Locke réfute la théorie, mais prend le mot inné dans un sens plus étroit que Descartes. Il montre que toute nos connaissances dérivent de l’expérience. Cette doctrine, opposée à celle de l’innéité, est souvent nommée la théorie de la table rase, mots absurdes qui francisent, au lieu de la traduire, la formule scolastique, table rase ; cette métaphore, empruntée aux usages antiques, compare l’entendement du nouveau-né à une tablette lisse, sans aucun caractère gravé d’avance.

Les théories de Descartes et de Locke n’ont plus guère qu’un intérêt historique. Et même peut-être la forme que donne Leibniz à son retour modéré vers la doctrine de l’innéité. Locke répétait après les scolastiques : « Il n’y a rien dans l’intelligence qui ne vienne des sens. » A quoi Leibniz exige qu’on fasse cette addition : « Si ce n’est l’intelligence elle-même. » Nihil est in intellectu quod non prius fuerit in sensu… nisi ipse intellectus.

La critique de Kant transpose et renouvelle le problème. Kant distingue, dans la connaissance, la matière, qui vient des sens, et la forme que notre esprit impose à cette matière. Nous ne pouvons rien connaître que dans l’espace et dans le temps, ce qui ne prouve pas que l’espace et le temps soient des réalités extérieures à nous, objectives, mais, au contraire, qu’ils sont des formes imposées par notre sensibilité à tout ce qui l’intéresse. De même, c’est notre entendement, c’est notre unité quelle qu’elle soit, ce sont les nécessités de notre pensée qui établissent une liaison entre les phénomènes.

Mais les empiriques récents, tout en admettant, contre leurs précurseurs Locke et Condillac, une sorte d’innéité individuelle et que l’expérience ne se verse pas aujourd’hui dans un vase sans forme, s’efforcent d’expliquer comme acquises par l’évolution et l’hérédité les formes mêmes de notre esprit.

Ici, comme en beaucoup d’autres domaines, le terrain du combat se déplace, mais la lutte me semble toujours se livrer entre ce que je nommerais volontiers le passivisme et l’activisme.

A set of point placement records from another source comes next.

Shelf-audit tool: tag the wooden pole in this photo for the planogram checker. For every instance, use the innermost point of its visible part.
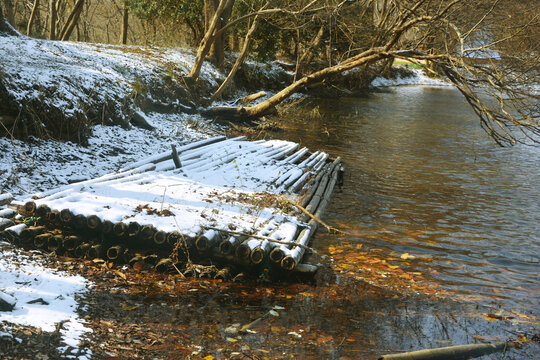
(71, 242)
(160, 237)
(5, 198)
(66, 216)
(41, 241)
(115, 252)
(133, 229)
(42, 211)
(96, 251)
(12, 233)
(79, 222)
(5, 223)
(93, 223)
(207, 240)
(147, 233)
(175, 158)
(229, 245)
(55, 243)
(107, 227)
(28, 234)
(7, 213)
(32, 17)
(173, 238)
(450, 352)
(53, 217)
(164, 265)
(82, 250)
(119, 229)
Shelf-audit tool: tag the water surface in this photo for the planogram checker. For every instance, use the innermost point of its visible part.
(423, 178)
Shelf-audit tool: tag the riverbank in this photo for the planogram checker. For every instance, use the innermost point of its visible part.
(136, 313)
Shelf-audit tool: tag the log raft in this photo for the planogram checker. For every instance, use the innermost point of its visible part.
(168, 208)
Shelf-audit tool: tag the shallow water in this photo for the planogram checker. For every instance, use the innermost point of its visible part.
(423, 178)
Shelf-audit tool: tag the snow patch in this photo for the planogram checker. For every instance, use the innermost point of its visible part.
(44, 297)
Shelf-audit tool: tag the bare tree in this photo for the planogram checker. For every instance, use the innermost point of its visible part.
(468, 43)
(35, 9)
(125, 23)
(5, 26)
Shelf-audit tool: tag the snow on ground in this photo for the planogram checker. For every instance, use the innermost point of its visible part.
(418, 78)
(61, 74)
(44, 298)
(219, 184)
(30, 167)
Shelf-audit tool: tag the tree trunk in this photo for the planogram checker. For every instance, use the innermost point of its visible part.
(72, 21)
(269, 106)
(5, 26)
(35, 9)
(9, 11)
(239, 60)
(52, 20)
(125, 23)
(218, 47)
(208, 39)
(310, 53)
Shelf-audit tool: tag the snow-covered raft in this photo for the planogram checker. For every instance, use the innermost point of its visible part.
(213, 201)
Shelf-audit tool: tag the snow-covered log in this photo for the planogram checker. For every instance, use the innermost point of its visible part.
(229, 200)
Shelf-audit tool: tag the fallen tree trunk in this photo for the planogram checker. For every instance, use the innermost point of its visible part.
(450, 352)
(269, 106)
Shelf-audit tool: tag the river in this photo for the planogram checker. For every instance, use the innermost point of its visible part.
(423, 178)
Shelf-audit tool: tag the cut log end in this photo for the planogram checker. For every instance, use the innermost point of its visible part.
(93, 223)
(243, 251)
(257, 255)
(277, 255)
(160, 237)
(288, 263)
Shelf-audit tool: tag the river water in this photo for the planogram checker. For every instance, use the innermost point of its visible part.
(423, 178)
(425, 192)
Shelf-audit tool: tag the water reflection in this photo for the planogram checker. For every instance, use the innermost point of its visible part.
(423, 178)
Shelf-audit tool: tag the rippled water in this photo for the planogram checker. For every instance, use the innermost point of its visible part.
(423, 178)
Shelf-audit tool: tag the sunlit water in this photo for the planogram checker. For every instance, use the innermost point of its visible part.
(423, 178)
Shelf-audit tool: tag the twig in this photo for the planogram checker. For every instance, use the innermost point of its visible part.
(265, 238)
(328, 227)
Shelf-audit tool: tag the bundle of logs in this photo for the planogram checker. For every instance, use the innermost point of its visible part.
(277, 246)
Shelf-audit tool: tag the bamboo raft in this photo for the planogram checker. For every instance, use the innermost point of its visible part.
(215, 201)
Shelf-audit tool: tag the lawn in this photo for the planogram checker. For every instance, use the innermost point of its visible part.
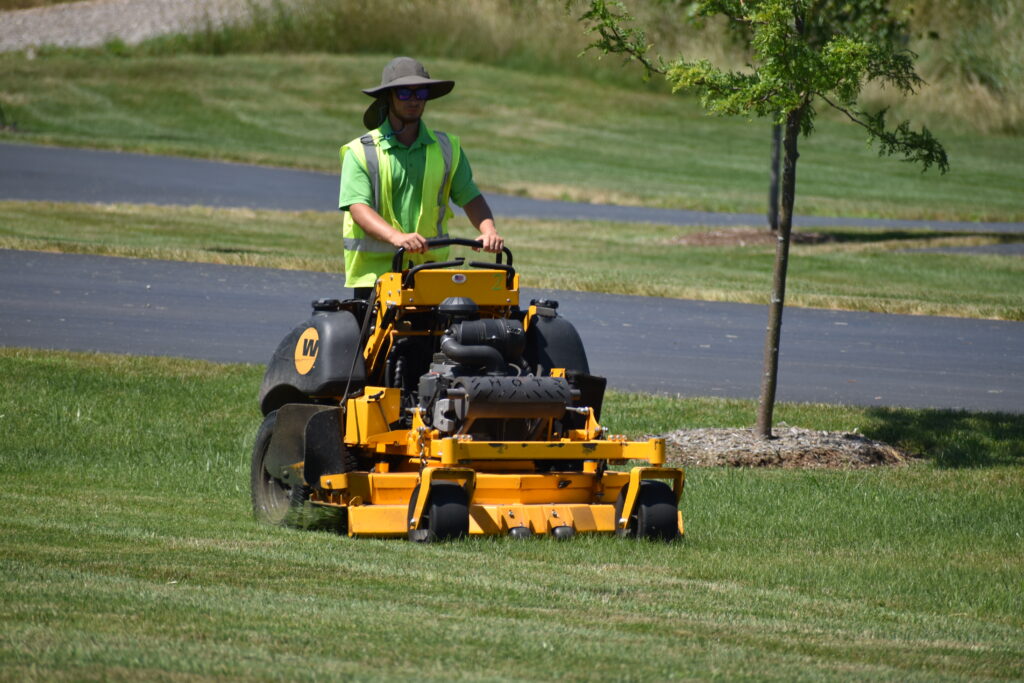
(873, 270)
(549, 135)
(129, 552)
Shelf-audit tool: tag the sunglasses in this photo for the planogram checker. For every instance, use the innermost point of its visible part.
(409, 93)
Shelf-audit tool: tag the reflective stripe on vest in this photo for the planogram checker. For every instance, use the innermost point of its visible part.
(373, 169)
(374, 172)
(445, 144)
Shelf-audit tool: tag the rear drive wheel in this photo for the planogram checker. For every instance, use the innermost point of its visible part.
(655, 515)
(272, 499)
(446, 513)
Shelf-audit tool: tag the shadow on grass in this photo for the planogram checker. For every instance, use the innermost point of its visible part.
(952, 438)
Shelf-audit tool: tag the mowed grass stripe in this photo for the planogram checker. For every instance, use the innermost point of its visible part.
(859, 269)
(129, 550)
(549, 135)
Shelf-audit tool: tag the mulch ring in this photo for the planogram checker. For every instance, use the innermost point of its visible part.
(793, 447)
(747, 237)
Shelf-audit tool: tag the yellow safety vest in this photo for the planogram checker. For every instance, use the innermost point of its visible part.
(367, 257)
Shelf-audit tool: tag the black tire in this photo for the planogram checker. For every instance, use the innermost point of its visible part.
(446, 514)
(655, 515)
(273, 501)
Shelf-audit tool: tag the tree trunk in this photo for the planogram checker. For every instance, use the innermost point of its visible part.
(769, 379)
(776, 141)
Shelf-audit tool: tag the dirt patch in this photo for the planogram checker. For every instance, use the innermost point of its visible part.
(747, 237)
(792, 449)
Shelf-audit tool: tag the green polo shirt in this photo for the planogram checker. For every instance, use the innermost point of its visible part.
(408, 165)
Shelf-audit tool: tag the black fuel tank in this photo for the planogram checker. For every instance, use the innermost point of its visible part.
(553, 342)
(314, 360)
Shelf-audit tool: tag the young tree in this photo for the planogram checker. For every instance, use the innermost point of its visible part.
(804, 52)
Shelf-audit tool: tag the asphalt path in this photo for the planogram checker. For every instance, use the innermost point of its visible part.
(225, 313)
(239, 314)
(62, 174)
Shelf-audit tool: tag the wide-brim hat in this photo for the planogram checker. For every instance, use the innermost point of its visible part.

Le passivisme a une apparence plus scientifique, puisqu’il tente d’expliquer complètement l’objet de son étude, d’en faire uniquement un produit, de le ramener tout entier à d’autres objets. Un certain activisme, pourvu qu’il reste modéré, me parait plus philosophique. Chaque objet a son individualité. Et, si je prétends expliquer toutes choses par d’autres choses, quelles seront finalement les autres choses expliqueuses ?… Trop poussée, toute explication finit par tomber dans les ténèbres métaphysiques et dans l’abîme de quelque antinomie.

Ce n’est pas une raison de s’arrêter paresseusement. C’est peut-être une raison de ne jamais affirmer dogmatiquement dès que nous dépassons les faits connus. Tout problème concernant les origines est, au vrai, insoluble. Les solutions qu’on en propose sont des rêves utiles à transformer nos inquiétudes en sourires. Mais dès qu’ils cessent de sourire, les voici plus inquiétants et plus noirs que le silence ; et la lourdeur dogmatique est un écrasement de cauchemar. — Han Ryner.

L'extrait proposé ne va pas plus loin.